How do I get my kids a passport in case I want to leave? So that, you know, maybe someday they can come back. They are U.S. citizens. So, you know, I don't know. I don't want to overstate self-deportation. But the truth is I've been covering immigration for some years now. And I never heard people talk about self-deportation so much in private behind closed doors.
Can you take us to one of those conversations that you witnessed?
Yeah, so early this year, I went to the city of Durham, North Carolina. Now, North Carolina is estimated to have over 300,000 people living in the state without legal status. I was there to spend time with this nonprofit organization called Siembra NC. It's an immigrant workers' rights organization, and one of the members, Jose, invited me over for dinner.
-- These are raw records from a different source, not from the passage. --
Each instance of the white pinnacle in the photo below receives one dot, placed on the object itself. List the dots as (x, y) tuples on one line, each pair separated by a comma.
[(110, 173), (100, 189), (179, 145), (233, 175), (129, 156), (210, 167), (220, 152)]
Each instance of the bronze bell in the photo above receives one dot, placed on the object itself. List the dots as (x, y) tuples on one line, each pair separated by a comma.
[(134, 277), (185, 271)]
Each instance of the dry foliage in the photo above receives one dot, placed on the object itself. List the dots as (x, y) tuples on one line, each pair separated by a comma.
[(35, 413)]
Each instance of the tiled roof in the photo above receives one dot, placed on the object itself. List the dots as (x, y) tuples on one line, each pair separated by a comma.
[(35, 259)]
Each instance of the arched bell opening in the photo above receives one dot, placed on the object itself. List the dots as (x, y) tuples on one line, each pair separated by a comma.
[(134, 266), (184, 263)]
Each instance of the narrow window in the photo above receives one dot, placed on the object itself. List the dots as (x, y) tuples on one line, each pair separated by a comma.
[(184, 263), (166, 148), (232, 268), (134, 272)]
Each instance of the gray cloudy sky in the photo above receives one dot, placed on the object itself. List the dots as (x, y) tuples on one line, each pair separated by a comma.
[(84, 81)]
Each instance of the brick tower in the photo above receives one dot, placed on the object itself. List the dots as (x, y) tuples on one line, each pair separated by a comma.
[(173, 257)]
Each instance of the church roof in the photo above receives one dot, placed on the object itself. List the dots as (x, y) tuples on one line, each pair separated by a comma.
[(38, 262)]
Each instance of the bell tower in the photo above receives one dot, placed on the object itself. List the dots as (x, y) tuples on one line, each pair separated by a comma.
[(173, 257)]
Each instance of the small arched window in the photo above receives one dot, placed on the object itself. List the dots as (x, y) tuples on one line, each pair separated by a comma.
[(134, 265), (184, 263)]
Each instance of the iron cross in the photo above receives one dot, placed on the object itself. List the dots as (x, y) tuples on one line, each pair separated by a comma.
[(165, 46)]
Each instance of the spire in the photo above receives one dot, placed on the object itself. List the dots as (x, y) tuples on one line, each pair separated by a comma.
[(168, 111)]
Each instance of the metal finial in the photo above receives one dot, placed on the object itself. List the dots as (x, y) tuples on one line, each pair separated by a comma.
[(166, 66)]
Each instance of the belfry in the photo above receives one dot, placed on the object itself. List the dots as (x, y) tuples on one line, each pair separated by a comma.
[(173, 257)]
So José and his wife are from El Salvador, and they requested that we refer to them by first name only because they don't have papers. They have two small kids. Both are U.S. citizens. And I do want to issue a correction on my earlier reporting. José and his wife invited me to eat chicken pupusas, homemade chicken pupusas, and those were actually the best pupusas I've ever had.
on this side of the border. I'm issuing a correction.
See, now you're catering to everybody here.
Yes.
But I'll allow it. Durham is my hometown.